Il est indéniable que , parfois, malgré nous, nous portons un masque.
Qui peut dire le contraire? Personne!
Certaines apparences sont trompeuses et l’on si laisse , parfois, prendre….
Au fond, pour être honnête , qui « se fout » , vraiment , de l’opinion des autres..?
Cependant, il est , en effet , bon de rester soi-même!
Merci Isabelle pour ce judicieux poème qui donne à réfléchir sur nous -mêmes.
Bon après midi
Amitiés
Nat
——————-
Quelques pensées…
« Il est aussi facile de se tromper soi-même sans s’en apercevoir,
qu’il est difficile de tromper les autres sans qu’ils s’en aperçoivent. »
La Rochefoucauld
———————
« Le mensonge est une carapace qui vous étouffe pour vous détruire. »
Guillaume Vissio
——————–
Une histoire qui s’éloigne du poème mais , en fait, pas tant que ça!
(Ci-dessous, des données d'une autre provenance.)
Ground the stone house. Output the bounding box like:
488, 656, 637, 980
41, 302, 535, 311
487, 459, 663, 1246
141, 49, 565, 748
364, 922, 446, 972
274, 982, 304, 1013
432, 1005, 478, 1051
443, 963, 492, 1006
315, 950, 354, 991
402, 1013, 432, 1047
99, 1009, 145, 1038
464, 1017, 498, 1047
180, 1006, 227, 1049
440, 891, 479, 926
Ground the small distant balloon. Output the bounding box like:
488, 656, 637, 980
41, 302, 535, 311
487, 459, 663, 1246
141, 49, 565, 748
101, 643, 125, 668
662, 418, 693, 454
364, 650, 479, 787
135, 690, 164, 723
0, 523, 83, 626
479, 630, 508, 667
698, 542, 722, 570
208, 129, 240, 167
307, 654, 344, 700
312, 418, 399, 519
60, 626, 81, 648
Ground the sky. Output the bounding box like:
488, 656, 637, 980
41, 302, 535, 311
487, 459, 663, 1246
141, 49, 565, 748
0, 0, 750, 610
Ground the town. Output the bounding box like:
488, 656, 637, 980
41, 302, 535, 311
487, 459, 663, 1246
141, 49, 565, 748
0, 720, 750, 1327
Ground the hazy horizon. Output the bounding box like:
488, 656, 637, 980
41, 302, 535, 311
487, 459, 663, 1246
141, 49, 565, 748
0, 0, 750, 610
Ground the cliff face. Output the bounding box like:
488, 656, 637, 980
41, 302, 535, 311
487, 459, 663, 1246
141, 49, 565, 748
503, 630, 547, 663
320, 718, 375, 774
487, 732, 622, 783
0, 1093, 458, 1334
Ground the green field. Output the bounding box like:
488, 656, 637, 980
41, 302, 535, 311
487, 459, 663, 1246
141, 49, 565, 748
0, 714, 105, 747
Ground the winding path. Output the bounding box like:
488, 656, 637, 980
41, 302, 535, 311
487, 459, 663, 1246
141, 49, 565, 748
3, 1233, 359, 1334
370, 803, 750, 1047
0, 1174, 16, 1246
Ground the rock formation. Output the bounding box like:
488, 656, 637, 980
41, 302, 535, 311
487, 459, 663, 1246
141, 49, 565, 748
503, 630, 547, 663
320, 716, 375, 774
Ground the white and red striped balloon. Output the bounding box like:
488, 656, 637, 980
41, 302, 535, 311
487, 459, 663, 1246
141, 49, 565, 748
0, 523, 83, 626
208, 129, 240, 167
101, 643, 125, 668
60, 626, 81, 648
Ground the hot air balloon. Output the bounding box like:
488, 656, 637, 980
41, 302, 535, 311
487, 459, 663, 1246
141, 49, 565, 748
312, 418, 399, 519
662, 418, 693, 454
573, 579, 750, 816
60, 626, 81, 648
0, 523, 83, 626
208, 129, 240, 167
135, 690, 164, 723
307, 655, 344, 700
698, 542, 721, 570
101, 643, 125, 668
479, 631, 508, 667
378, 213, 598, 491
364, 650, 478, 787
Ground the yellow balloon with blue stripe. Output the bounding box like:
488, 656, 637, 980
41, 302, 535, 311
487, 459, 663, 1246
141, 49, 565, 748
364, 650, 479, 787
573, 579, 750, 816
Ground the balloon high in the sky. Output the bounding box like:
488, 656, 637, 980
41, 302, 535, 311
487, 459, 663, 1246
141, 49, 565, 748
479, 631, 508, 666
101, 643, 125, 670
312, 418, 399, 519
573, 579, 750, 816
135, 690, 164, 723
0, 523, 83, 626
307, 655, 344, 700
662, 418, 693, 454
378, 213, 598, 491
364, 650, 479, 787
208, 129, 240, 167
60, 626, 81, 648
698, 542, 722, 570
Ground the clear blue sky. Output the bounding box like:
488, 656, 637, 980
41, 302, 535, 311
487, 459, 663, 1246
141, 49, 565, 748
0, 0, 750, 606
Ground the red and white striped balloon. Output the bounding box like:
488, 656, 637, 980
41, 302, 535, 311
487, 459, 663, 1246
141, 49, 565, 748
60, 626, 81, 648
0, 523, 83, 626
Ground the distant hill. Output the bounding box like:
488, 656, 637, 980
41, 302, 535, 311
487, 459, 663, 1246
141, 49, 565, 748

» .Le corbeau qui voulait devenir populaire. »
« … Il était une fois un corbeau aussi noir que la suie, doté d’un regard vif, d’une voix pareille au timbre d’une cloche fêlée et de bien mauvaises habitudes.
Il voulait devenir un oiseau populaire et important, aussi prenait-il soin de se montrer toujours très poli et attentionné auprès des oiseaux de haut rang,
de croasser haut et fort a leurs mauvaises plaisanteries et de les complimenter sur leur apparence, si terne fût-elle,
beaucoup, beaucoup trop souvent, il était enclin à piétiner les moineaux quand il rendait visite aux aigles influents,
et fut tout surpris à la fin de s’apercevoir qu’en dépit de tous ses efforts, il demeurait un corbeau des plus ordinaires.
Un jour, il apprit qu’il allait se tenir un concours pour élire le plus bel oiseau,
et il décida qu’il serait le » Gagnant « !
Bien qu’il fut plutôt quelconque, il n’était pas dépourvu d’idées, derrière cet œil brillant.
Il se mit à suivre les oiseaux les plus colorés, ramassant les plumes que ceux-ci semaient négligemment dans leur sillage.
Les moineaux étaient intrigués mais gardaient leurs distances, craignant de laisser leurs propres plumes entre les pattes de ce collectionneur avide.
Chaque soir, dans son nid, le corbeau nettoyait et lissait ses trophées, il les classait par taille et par couleur, et jetait ceux qu’il jugeait sans éclat ou trop endommagés.
La veille du concours, il inséra soigneusement les plumes sélectionnées dans son propre plumage.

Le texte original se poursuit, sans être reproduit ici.